21. (1) If the place mentioned in subsection 20(1) is a dwelling-house, an inspector may not enter it without the consent of the occupant except under the authority of a warrant issued under subsection (2).
(2) A justice of the peace may, on ex parte application, issue a warrant authorizing, subject to the conditions specified in the warrant, the person who is named in it to enter a dwelling-house if the justice of the peace is satisfied by information on oath that
(a) the dwelling-house is a place described in subsection 20(1);
(b) entry to the dwelling-house is necessary for the purposes referred to in subsection 20(1); and
(c) entry to the dwelling-house was refused or there are reasonable grounds to believe that it will be refused or to believe that consent to entry cannot be obtained from the occupant.
23. An inspector who seizes a thing under this Act may
(a) on notice to and at the expense of its owner or the person having possession, care or control of it at the time of its seizure, store it or move it to another place; or
(b) order its owner or the person having possession, care or control of it at the time of its seizure to store it or move it to another place at their expense.
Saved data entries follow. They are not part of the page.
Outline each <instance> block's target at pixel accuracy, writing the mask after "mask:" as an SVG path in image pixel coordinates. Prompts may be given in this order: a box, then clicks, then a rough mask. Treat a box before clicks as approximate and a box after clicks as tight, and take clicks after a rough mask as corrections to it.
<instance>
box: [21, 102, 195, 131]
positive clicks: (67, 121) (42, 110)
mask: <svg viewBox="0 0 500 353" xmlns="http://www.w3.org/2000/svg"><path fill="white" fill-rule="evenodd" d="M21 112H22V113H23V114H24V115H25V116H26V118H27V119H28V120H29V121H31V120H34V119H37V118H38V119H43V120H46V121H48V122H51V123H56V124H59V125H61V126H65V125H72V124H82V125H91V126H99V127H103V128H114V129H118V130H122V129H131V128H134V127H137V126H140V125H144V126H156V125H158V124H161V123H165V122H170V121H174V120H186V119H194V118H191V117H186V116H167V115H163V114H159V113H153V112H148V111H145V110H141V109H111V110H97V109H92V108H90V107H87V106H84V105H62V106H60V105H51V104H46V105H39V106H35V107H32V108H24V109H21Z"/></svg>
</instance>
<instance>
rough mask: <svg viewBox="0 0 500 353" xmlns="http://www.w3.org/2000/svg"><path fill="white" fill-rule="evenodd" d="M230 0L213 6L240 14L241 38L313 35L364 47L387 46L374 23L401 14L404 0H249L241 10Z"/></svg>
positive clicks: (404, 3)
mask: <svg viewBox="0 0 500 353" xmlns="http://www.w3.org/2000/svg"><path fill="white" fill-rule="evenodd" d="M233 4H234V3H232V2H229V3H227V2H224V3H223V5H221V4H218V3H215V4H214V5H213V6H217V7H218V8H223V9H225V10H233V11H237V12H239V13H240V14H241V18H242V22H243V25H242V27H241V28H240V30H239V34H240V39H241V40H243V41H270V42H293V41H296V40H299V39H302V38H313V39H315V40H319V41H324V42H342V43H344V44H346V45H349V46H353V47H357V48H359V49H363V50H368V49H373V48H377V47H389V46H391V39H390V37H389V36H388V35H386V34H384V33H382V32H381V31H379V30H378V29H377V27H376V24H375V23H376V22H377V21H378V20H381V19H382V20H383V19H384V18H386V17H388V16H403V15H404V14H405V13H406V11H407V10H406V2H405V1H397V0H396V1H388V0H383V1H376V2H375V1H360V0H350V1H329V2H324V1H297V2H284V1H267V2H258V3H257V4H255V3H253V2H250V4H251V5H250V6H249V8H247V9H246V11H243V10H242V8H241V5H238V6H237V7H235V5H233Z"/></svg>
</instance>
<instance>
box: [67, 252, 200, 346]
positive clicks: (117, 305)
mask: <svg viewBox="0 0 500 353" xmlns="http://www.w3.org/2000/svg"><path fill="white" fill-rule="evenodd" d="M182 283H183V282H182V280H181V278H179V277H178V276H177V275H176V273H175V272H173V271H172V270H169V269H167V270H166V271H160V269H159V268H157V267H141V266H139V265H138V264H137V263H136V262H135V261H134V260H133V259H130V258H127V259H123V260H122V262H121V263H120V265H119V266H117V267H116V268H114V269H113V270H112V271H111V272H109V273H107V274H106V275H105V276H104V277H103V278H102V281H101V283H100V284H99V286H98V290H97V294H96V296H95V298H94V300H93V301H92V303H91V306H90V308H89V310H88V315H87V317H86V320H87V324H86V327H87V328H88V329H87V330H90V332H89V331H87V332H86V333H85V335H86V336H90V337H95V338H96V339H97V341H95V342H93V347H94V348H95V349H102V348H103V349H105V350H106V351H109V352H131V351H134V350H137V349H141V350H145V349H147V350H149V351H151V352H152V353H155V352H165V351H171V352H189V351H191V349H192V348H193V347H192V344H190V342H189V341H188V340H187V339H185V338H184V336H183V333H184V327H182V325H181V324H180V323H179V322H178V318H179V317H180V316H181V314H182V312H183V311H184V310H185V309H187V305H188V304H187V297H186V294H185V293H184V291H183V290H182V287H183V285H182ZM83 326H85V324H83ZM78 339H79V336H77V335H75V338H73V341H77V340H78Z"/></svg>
What does all this legal mumbo-jumbo mean? In plain English all of this means that Government Inspectors can arbitrarily deem a consumer product “unsafe”, enter your home with or without your consent, seize your property, and make you pay for the privilege of having it seized.
I had hoped that a Conservative government in this country would (at least temporarily) put an end to the Liberal tendency to Nanny Statism. Unfortunately, it seems that my hopes were in vain. It would appear that Canada has been set on a path that it cannot (or will not) deviate from. I can only ask: how much longer before stories like V for Vendetta are more truth than fiction?